Horseman #4: Stonewalling
What it looks like: Shutting down. Walking away. Going silent. Staring at a screen. The "thousand-yard stare" during an argument. Physically present but emotionally checked out.
Stonewalling is usually a response to emotional flooding -- when your heart rate goes above 100bpm and your body enters fight-or-flight mode. Gottman's research shows that during stonewalling, the stonewaller's heart rate is often above 100bpm. They're not being cold on purpose. Their nervous system has literally shut down their ability to engage. Men stonewall in about 85% of heterosexual relationships, though it can happen in any dynamic.
Why it's destructive: To the person on the receiving end, stonewalling feels like abandonment. You're trying to connect, resolve, or even just fight -- and you're met with a wall. Over time, it teaches the other partner that emotional engagement is futile. Both people retreat into separate corners, and the relationship becomes two people coexisting in silence.
The antidote: Practice physiological self-soothing. When you feel yourself shutting down, say: "I'm getting overwhelmed and I need a break.
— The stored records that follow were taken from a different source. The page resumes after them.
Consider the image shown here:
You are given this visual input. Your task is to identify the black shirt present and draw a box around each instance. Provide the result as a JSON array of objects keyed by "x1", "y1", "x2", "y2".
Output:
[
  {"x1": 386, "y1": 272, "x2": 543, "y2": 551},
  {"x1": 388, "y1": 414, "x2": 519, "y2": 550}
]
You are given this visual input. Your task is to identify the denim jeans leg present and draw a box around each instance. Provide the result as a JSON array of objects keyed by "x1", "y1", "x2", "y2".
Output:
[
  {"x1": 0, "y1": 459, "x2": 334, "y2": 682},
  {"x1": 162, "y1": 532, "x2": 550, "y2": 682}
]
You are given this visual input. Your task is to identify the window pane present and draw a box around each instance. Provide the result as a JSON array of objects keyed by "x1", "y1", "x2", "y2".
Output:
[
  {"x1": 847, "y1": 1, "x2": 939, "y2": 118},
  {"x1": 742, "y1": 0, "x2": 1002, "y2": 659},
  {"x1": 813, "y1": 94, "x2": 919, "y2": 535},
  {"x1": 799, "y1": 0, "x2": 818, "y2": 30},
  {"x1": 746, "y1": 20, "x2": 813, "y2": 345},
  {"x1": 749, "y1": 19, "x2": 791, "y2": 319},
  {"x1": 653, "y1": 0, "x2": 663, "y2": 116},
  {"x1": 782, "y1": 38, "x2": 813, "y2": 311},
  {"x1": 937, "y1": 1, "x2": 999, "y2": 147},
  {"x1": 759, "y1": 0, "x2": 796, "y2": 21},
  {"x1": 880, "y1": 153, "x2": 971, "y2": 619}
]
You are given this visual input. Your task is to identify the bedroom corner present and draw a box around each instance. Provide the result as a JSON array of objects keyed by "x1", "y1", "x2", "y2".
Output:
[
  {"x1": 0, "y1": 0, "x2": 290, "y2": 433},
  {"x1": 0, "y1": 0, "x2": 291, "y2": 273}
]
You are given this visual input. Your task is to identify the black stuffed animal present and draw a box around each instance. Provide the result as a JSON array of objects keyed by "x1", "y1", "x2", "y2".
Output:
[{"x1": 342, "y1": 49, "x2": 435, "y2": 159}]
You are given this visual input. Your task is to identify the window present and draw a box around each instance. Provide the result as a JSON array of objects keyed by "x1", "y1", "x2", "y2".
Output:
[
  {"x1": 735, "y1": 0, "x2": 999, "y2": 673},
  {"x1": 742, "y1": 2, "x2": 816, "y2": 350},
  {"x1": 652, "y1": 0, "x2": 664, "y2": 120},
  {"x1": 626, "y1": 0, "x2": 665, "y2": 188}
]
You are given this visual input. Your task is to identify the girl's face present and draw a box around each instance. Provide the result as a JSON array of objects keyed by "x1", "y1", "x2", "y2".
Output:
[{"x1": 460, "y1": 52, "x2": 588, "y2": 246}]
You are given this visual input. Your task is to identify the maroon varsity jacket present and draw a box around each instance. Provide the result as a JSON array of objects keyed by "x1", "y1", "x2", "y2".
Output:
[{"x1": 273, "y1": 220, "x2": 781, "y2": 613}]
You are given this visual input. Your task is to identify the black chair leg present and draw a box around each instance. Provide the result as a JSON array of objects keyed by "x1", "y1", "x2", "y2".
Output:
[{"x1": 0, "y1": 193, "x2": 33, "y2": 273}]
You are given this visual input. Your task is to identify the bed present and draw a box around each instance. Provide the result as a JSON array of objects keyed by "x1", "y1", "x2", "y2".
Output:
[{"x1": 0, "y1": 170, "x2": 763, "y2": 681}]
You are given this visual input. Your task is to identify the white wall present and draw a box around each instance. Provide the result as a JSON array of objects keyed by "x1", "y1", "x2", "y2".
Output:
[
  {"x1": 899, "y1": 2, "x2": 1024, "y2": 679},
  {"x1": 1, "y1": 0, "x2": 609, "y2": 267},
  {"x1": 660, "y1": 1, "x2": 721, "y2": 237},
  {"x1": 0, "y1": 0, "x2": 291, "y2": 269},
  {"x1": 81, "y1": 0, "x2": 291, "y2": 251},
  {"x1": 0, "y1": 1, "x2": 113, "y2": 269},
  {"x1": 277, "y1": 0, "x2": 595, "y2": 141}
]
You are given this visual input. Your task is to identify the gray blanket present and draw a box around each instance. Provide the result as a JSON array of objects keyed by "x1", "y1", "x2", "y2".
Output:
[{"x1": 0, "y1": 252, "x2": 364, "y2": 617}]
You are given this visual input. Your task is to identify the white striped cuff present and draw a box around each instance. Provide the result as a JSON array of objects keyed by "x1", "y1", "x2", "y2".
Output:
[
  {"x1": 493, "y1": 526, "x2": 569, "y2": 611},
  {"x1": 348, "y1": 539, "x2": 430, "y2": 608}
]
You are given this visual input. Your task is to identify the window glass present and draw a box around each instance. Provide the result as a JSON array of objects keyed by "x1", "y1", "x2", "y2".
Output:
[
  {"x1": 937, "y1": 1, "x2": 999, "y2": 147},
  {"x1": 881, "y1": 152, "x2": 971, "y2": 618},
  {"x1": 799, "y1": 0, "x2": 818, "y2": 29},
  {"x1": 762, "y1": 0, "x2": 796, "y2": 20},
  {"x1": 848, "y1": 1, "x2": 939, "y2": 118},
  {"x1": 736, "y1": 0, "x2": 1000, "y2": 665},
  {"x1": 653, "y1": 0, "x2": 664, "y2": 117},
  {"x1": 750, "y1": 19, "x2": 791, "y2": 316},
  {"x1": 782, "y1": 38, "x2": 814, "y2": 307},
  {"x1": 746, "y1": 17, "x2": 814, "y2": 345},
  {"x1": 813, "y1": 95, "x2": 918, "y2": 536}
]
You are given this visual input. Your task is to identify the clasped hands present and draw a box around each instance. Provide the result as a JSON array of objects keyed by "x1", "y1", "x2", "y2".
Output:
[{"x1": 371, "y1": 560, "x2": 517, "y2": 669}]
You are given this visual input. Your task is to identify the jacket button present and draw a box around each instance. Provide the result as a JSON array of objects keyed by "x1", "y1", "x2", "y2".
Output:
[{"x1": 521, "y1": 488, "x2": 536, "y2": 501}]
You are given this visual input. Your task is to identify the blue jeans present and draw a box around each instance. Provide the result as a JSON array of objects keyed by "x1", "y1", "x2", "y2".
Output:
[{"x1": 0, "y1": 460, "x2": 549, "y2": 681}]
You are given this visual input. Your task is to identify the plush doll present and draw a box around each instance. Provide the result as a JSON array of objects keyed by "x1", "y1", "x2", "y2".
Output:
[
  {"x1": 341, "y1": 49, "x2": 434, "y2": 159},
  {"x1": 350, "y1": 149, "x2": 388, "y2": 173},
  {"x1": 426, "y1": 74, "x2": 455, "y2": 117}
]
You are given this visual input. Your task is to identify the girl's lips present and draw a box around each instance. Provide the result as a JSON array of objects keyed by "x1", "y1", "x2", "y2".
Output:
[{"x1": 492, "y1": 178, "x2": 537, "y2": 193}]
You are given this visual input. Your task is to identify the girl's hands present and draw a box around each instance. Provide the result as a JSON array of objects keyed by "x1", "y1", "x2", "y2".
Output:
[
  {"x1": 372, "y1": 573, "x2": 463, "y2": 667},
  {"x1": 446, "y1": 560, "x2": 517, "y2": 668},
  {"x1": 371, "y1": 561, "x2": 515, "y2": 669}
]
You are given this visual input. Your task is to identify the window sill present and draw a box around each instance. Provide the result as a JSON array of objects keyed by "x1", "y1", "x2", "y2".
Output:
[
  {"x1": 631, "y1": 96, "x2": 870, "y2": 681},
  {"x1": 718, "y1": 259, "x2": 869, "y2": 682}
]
I'm not leaving this conversation -- I just need 20 minutes to calm down, and then I want to come back to this." Then actually come back.
During the break, do something that lowers your heart rate. Walk. Breathe. Listen to music. Don't rehearse the argument in your head -- that keeps your nervous system activated. The key is that the break has a time limit and a promise to return. That transforms stonewalling from abandonment into self-regulation.
A pattern, not a personality
Here's what matters most: the Four Horsemen are patterns, not personality types. You're not "a criticizer" or "a stonewaller." You're a person who sometimes falls into these patterns under stress. Everyone does. Gottman's research found the Four Horsemen in every relationship he studied. The difference was frequency and repair.
Couples who stayed together weren't free of these patterns. They recognized them faster, interrupted them sooner, and repaired more often. That's the real skill: not perfection, but awareness and recovery.
Successful couples are not couples who never fight. They are couples who repair effectively after they fight.
Gottman, J. M., & Silver, N. (2012). What Makes Love Last? Simon & Schuster.
So the next time you catch yourself saying "you always" or rolling your eyes or shutting down mid-conversation -- pause. Name the horseman. And try the antidote. Not perfectly. Just try.
That's how you argue better. Not by arguing less -- but by catching the destructive patterns before they do their damage, and choosing something different.